Alice niestety pozostawała głucha na moje słowa . Sięgnęłam do kieszeni i wyjęłam paczkę krówek. Szelest torebki przykuł uwagę dziewczyny.
- Alice, puść psa to dostaniesz cukierki.
- Cuuukieeeer! - Alice zaczęła się ślinić.
- Aport! - rzuciłam krówki w przeciwległy kąt studia. Alice oderwała się od Smile Doga i niczym błyskawica rzuciła się na łakocie. W ciągu paru sekund wszystkie cukierki zniknęły w żołądku dziewczyny.
- Mniam! Pyszne były! - oblizała się.
- No bez jaj - zdziwił się Smile Dog - Jak ona to tak szybko zjadła? Nawet ja nie mam takiego tempa w jedzeniu.
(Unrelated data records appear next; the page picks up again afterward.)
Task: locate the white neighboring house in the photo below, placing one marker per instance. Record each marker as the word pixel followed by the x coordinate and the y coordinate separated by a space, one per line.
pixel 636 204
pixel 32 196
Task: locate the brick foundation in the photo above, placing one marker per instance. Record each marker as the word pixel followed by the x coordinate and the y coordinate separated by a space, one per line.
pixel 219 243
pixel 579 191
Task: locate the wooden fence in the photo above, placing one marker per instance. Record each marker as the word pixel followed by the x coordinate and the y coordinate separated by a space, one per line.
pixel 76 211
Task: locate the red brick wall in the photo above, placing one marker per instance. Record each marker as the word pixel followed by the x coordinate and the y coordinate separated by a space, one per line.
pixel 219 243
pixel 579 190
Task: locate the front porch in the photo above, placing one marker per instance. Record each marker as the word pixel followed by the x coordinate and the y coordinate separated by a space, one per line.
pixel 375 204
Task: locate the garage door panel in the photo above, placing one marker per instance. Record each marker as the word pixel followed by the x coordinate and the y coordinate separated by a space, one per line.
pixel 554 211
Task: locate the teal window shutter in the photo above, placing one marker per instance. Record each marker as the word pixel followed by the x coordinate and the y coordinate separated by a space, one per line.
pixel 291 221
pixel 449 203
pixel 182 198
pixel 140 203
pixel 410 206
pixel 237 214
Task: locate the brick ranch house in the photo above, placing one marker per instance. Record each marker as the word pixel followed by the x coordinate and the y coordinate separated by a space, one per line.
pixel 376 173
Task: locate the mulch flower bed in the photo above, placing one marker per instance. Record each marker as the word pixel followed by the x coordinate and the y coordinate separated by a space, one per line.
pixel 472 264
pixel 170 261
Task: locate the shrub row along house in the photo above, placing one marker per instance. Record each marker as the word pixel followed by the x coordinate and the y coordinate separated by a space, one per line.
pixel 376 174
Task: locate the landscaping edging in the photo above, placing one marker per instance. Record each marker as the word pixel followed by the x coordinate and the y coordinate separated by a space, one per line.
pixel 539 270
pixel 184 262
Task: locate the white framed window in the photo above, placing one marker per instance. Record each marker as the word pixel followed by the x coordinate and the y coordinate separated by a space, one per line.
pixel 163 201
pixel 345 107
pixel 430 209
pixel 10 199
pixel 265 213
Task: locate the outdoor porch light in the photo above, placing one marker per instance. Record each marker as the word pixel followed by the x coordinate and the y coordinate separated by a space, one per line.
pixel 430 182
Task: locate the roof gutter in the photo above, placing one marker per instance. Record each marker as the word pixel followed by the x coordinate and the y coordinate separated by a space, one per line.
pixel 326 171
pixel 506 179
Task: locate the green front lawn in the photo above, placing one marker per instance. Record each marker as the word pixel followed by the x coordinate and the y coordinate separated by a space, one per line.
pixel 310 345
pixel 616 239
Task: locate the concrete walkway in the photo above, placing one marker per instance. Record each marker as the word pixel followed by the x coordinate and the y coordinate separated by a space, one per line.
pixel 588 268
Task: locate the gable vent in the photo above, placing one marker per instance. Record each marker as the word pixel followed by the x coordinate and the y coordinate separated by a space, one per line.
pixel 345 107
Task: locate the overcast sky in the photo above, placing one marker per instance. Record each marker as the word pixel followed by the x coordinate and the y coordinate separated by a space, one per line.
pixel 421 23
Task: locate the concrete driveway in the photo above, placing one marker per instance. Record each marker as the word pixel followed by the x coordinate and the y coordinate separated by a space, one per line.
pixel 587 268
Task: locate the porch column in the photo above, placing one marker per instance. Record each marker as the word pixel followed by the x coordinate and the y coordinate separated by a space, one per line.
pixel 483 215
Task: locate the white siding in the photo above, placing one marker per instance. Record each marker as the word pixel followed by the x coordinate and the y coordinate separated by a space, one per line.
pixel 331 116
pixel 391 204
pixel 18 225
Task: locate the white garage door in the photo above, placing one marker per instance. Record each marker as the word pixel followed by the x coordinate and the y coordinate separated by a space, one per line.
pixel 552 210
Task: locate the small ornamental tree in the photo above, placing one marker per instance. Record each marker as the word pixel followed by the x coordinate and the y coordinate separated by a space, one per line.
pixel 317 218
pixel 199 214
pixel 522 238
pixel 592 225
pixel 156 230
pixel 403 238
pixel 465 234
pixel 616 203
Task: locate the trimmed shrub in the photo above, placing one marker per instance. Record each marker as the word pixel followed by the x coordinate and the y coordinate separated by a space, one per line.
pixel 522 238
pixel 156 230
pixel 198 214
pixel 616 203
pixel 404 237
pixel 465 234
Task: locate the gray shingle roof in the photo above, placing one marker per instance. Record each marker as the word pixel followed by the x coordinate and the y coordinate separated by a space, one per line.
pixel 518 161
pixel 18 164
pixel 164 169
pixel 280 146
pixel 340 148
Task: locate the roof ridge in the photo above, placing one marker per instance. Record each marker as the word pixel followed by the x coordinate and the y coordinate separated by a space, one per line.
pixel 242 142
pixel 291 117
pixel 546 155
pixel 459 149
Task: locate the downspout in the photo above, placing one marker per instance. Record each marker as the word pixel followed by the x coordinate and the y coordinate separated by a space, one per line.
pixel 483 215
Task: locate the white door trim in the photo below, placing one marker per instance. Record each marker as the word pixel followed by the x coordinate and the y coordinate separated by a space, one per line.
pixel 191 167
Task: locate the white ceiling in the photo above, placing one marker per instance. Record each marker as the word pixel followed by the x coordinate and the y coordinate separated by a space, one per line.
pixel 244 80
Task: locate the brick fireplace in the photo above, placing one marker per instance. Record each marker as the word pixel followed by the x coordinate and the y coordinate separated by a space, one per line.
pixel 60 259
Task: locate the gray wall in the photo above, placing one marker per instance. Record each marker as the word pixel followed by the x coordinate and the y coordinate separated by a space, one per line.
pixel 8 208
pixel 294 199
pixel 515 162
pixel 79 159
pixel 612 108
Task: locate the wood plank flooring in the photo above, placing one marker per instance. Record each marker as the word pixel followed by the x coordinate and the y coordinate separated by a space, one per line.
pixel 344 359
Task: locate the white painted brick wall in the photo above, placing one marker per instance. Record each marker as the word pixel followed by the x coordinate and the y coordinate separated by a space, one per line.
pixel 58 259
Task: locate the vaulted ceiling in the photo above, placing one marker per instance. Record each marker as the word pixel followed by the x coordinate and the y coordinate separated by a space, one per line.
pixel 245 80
- To Alice, zupełnie inny gatunek.
- To wróćmy do pytań - wyszczerzyła się Alice - Co sądzisz o mnie?
- Eeee, za krótko cię znam, żeby coś o tobie sądzić. Ale Jeff się ciebie boi, więc możesz być fajna. Myślę, że moglibyśmy się zakumplować. Pod warunkiem, że nie zbliżysz się do mojej miski.
- Obiecuję, że nawet jej nie dotknę. Umiesz czytać?
- Nie, bo jestem psem? Demonicznym co prawda, ale jednak psem.
- Umiesz pisać?
- Też nie.
- W jakich językach gadasz?
- Mógłbym w każdym języku mówić, tylko mi się nie chce. Tym bardziej, że ludzie nie są dla mnie równorzędnymi partnerami do elokwentnej rozmowy.
- Czego się boisz?
- Hycli. I weterynarzy. Wiesz gdzie oni psom wsadzają termometry? - zatrząsł się Smile Dog.
- Lubisz jak się drapie za uchem?
- No pewnie. Uwielbiam - Smile zaczął merdać ogonem - Podrapiesz?
- Pewnie - Alice ze śmiechem spełniła prośbę psa - I ostatnie pytanko. Zaśpiewasz coś?
- Nie, bo nie umiem.
- No trudno. Justyna, odprowadź Smile Doga i dopilnuj, żeby dostał przygotowane dla niego ciastka. I przy okazji zabierz z green roomu Jane The Killer.